Stratification of Emotional Life (Scheler) - Scheler's Analysis of The Strata of Emotive Life

Scheler's Analysis of The Strata of Emotive Life

For Scheler, human feelings, feeling states and emotions display a meaningful and progressive pattern of levels from our peripheral to the deeper more stable structures of personality. Scheler identified four distinct but interrelated strata found in human emotional life.

At our most periphery we have sensible feelings (e.g., a tickle, an itch, a fragrance, a taste, pleasure, pain, hunger, thirst, intoxication…), which manifest in relative modes of joy and suffering.

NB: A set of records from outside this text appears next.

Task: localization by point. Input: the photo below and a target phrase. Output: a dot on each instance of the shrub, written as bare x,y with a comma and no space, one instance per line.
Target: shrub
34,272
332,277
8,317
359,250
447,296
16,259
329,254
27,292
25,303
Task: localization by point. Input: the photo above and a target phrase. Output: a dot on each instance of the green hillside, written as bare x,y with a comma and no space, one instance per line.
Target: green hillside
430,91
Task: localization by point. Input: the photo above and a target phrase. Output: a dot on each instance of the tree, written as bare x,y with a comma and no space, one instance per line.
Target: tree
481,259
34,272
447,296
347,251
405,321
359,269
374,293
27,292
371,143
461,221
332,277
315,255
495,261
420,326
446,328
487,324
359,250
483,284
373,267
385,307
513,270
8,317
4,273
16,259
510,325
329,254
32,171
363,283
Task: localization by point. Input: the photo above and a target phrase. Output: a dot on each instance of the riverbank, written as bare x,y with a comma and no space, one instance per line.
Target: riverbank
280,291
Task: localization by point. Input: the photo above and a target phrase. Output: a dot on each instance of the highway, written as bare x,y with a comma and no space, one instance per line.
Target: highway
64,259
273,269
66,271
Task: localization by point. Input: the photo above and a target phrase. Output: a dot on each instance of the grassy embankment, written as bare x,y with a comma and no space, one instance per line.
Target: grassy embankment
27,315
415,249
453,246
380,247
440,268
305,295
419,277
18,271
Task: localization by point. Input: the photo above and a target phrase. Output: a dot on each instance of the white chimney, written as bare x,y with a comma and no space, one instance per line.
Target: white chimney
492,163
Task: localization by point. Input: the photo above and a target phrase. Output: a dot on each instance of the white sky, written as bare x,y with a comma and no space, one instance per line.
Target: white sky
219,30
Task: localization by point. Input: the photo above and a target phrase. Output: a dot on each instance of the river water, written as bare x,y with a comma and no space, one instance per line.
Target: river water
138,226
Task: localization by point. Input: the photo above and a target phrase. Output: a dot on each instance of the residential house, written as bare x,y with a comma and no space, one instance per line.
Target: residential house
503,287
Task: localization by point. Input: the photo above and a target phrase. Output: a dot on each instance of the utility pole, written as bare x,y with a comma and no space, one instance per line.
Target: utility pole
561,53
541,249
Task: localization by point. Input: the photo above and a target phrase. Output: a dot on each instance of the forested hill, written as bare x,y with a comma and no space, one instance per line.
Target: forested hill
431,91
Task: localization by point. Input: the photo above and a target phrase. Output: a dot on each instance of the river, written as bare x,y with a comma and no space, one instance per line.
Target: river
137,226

These feelings are shortest in duration, extended and localizable with reference to the lived-body, and are the most readily alterable and accessible through external means and stimuli.

Next we have vital feelings or feeling states of the unitary lived-body which are experienced as a unified field or whole (e.g., comfort, health, vigor, strength, tiredness, illness, weakness, advancing age, phantom limb phenomenon…), and which manifest intentionally as fear and hope.

The remaining two strata of the emotive map belongs to the realm of individual personhood because these emotions transcend (or at least exceed) the physical restrictions of lived-body and environment; they are the least subject to arbitrary alteration; and they are also by their very nature communicable and social in character.

These are, first, the purely psychic feeling states or emotions having a characteristically ego-quality (e.g., euphoria, happiness, sympathy, enjoyment, sadness, sorrow, anger, jealousy…), and which manifest intentionally as empathy, preferring, loving, hating and willing. As representing one’s prevalent mental disposition it is important to note that psychic feeling states are alterable though acts of free will, thought and positive social interactions.

Finally, Scheler identifies spiritual feelings which differ sharply from personal psychic feeling states in that “all ego-states seem to be extinguished… take possession of the whole of our being.” (e.g., bliss, awe, wonder, catharsis, despair, shame, remorse, anxiety, pangs of conscience, grief…). These types of emotions overtake and overcome us, usually quite unexpectedly. We can not reason or will to produce such spiritual feelings. As positive experiences, we can only open our hearts and mind and hope that they find us.

The intentional arch of positive feelings and feeling states ultimately spans from the sensible to the spiritual, or from a sort of “hedonistic nihilism” to deeper levels of personal contentment. The opposite is true for negative feeling and feeling states.